Haarige Forschung: Ein pflanzlicher Extrakt scheint die androgenetische Alopezie zu bessern – doch große Studien fehlen

Michael Simm

Interessenkonflikte

10. Januar 2022

ALRV5XR, ein Gemisch aus Pflanzenextrakten, Vitaminen und Mineralien, wurde über 24 Wochen Dauer einer kleinen Gruppe von Männern mit androgenetischem Haarausfall verabreicht. Dabei erhöhte sich die relative Dichte des Terminalhaares im Vergleich zu Placebo um 16,4%, wie Forscher in The Lancet berichten [1]

Neue Strategie gegen Haarausfall

Zum Hintergrund: Die androgenetische Alopezie (AGA) ist die häufigste Ursache von Haarausfall bei Männern. Sie stellt aus kosmetischen Gründen für viele Betroffene eine große Belastung dar. Die zugelassenen Präparate Minoxidil und Finasterid können weiteren Haarausfall stoppen, haben als mögliche Nebenwirkung jedoch Hautreizungen bzw. Libidoverlust. 

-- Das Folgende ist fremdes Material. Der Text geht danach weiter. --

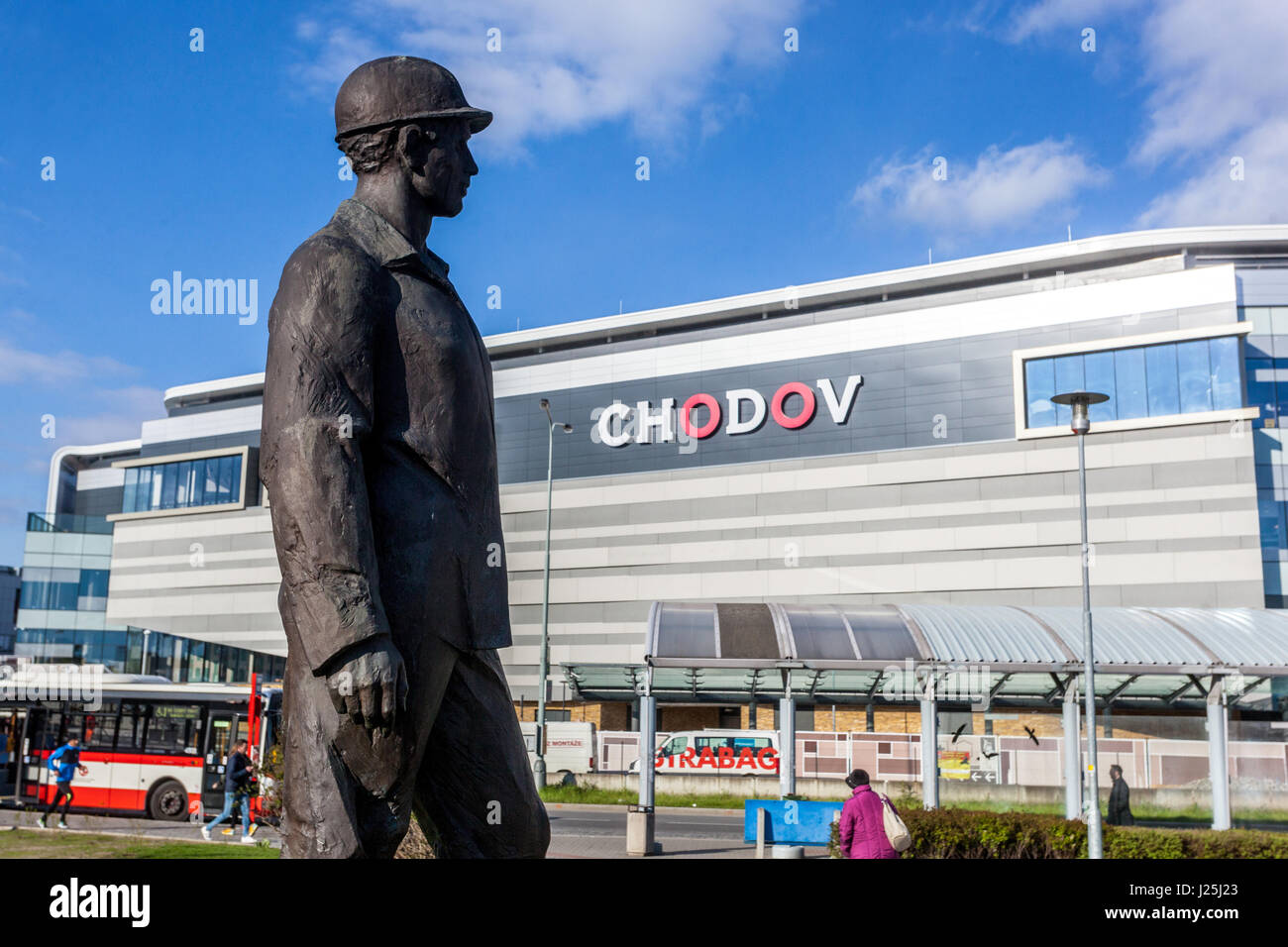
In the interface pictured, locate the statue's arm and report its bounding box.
[262,237,389,674]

Jetzt haben Forscher ALRV5XR ein neues Mittel getestet, das „entwickelt wurde, um multiple am Haarwachstum beteiligte molekulare Signalwege und die Stammzellbiologie der Haarfollikel ins Visier zu nehmen“, wie sie schreiben. Laut ihrer Publikation handelt es sich nicht um ein Biologikum, sondern um eine „Formulierung standardisierter botanischer Extrakte, Vitamine und Mineralien“.

Studie mit 46 Teilnehmern

Um die Wirksamkeit zu untersuchen, haben Forscher 46 gesunde Männer zwischen 22 und 65 Jahren in ihre Doppelt verblindete, Placebo-kontrollierte Studie von 24 Wochen Dauer aufgenommen.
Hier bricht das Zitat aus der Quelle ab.